Note: This horn belonged to Benjamin Bellows, Jr., the son of Colonel Benjamin Bellows, who was born on May 26, 1712, in Lancaster, Massachusetts. He served in the British army in several of the wars against the French in North America. He was also a skilled surveyor and surveyed most of the towns on both sides of the Connecticut River granted by Massachusetts Governor Benning Wentworth. He was purported to have held title to some 9,000 acres in Vermont and New Hampshire at the time of his death in 1777. The town of Bellows Falls, Vermont, was named after him although he lived across the Connecticut River in Walpole, New Hampshire. Benjamin Bellows married Abigail Stearns on October 7, 1736, and together they had eight children.
Literature: This horn bears similar design elements to the Lake George School of horn decoration, executed during the French and Indian War (1755-1763). See Drums A'beating, Trumpets Sounding: Artistically Carved Powder Horns in the Provincial Manner 1746-1781, by William H. Guthman, Connecticut Historical Society, Hartford, Connecticut, pp. 23, 90, 118, and color plate 8. The "No. 4" in the inscription refers to one of the frontier fortresses, Fort No. 4, which at the time was the northern outpost of colonial settlements of nine townships built along the Connecticut River. The Fort was completed in 1746. The area later became the site of Charlestown, New Hampshire. An incident at No. 4, occurred on August 30, the same day inscribed on the powder horn, was recorded in History of Keene New Hampshire, by Simon Goodell Griffin, p. 118. "On the 30th of August that place was again visited by the savages. Eleven of them went to the house of Capt. James Johnson, about 100 rods north of the fort, captured him and his wife, three children, a young sister of Mrs. Johnson, Ebenezer Farnsworth and Peter Larabee, and took them to Crown point and thence to Canada.

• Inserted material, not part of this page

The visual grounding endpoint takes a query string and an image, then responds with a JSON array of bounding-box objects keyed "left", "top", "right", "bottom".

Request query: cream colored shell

This and the outrages at Stevenstown were committed by the St. Francis Indians and their allies, the Schaghticokes and Squawkheags, who formerly inhabited this region."
252 Please note that the owner of the powder horn, Benjamin Bellows, Jr., was the son of Colonel Benjamin Bellows, namesake of Bellows Falls, New Hampshire.
1/4 x 3/4 in. loss on tip, some old edge losses to horn on butt end.